Довольно сложно сейчас писать о том, как мы тогда существовали — масса подробностей не запомнилась, поскольку мы принципиально не думали ни о завтрашнем дне, ни о вчерашнем. Среди нас не было летописцев и никто, даже мысленно, не вёл хроники событий. Музыка сделала нас такими — не похожими на других, чужими, среди своих. Это ощущение чужеродности до сих пор во мне, а окружающие это чувствовали и чувствуют, и это вызывало и продолжает иногда вызывать у них недоумение. Гребенщиков как-то сказал, что в те годы рок-н-ролл был единственной до конца честной вещью в этой стране, и я полностью с ним согласен. Только это могло вызвать радость в наших душах. Именно радость — не смех и хихиканье. Разве те люди, что стоят в очередях, чтобы сдать пустые бутылки, чтобы купить полные бутылки, чтобы выйти на свободу, после опорожнения бутылки, разве есть радость в их душах?
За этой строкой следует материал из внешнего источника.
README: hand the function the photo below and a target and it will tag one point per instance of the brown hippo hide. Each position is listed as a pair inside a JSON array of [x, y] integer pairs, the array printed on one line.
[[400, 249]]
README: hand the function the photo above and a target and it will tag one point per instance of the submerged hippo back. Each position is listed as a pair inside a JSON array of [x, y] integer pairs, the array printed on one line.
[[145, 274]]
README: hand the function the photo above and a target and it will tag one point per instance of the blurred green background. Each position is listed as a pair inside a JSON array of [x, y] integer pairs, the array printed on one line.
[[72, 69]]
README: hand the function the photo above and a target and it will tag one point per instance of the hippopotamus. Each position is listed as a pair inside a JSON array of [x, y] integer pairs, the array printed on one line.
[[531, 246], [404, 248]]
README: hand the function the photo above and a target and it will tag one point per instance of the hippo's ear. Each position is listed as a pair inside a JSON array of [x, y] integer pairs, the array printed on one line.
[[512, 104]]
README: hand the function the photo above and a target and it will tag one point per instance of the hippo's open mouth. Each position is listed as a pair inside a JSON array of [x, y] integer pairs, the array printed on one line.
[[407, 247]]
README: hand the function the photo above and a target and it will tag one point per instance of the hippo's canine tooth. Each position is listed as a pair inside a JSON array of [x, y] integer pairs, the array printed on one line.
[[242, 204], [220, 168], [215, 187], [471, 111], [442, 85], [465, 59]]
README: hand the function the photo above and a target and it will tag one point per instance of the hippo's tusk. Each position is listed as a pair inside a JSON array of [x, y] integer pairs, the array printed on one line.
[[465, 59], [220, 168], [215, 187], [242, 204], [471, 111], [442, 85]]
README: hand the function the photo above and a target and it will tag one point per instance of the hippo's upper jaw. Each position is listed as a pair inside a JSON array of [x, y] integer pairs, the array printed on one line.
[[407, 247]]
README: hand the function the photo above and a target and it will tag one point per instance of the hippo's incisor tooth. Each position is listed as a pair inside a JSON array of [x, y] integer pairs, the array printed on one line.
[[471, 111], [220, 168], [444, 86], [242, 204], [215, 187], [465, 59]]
Они смеются постоянно — над похабными анекдотами, над глупыми шутками, несущимися с киноэкранов, над рассказами писателей-сатириков о том, как страшно жить в этой стране, они смеются над собственным убожеством, нищетой и порочностью, но нет радости на их лицах. А мы искали эту радость и находили её. В рок-н-роллах Элвиса и балладах «Битлз» мы открывали больше смысла, чем во всех тех статьях Ленина, что я законспектировал в 9-м и 10-м классах школы и на 3-х курсах института.
Критиковать то, что происходило вокруг, нам претило, и хотя мы иногда скатывались до обсуждения окружающего, в основном, старались этого избегать. Вступать в прямой диалог с государством значило принимать правила его игры, что было для нас глубоко омерзительно. Те ценности, которые нам предлагались, были просто смешны — они выглядели такими бессмысленными и ничтожными, что для их достижения совершенно не хотелось тратить время и силы.
Работая на заводе, я как-то раз зашёл в один из корпусов, где трудились инженеры, проектировщики, чертёжники и прочие бойцы интеллектуального фронта, прошедшие институты и университеты.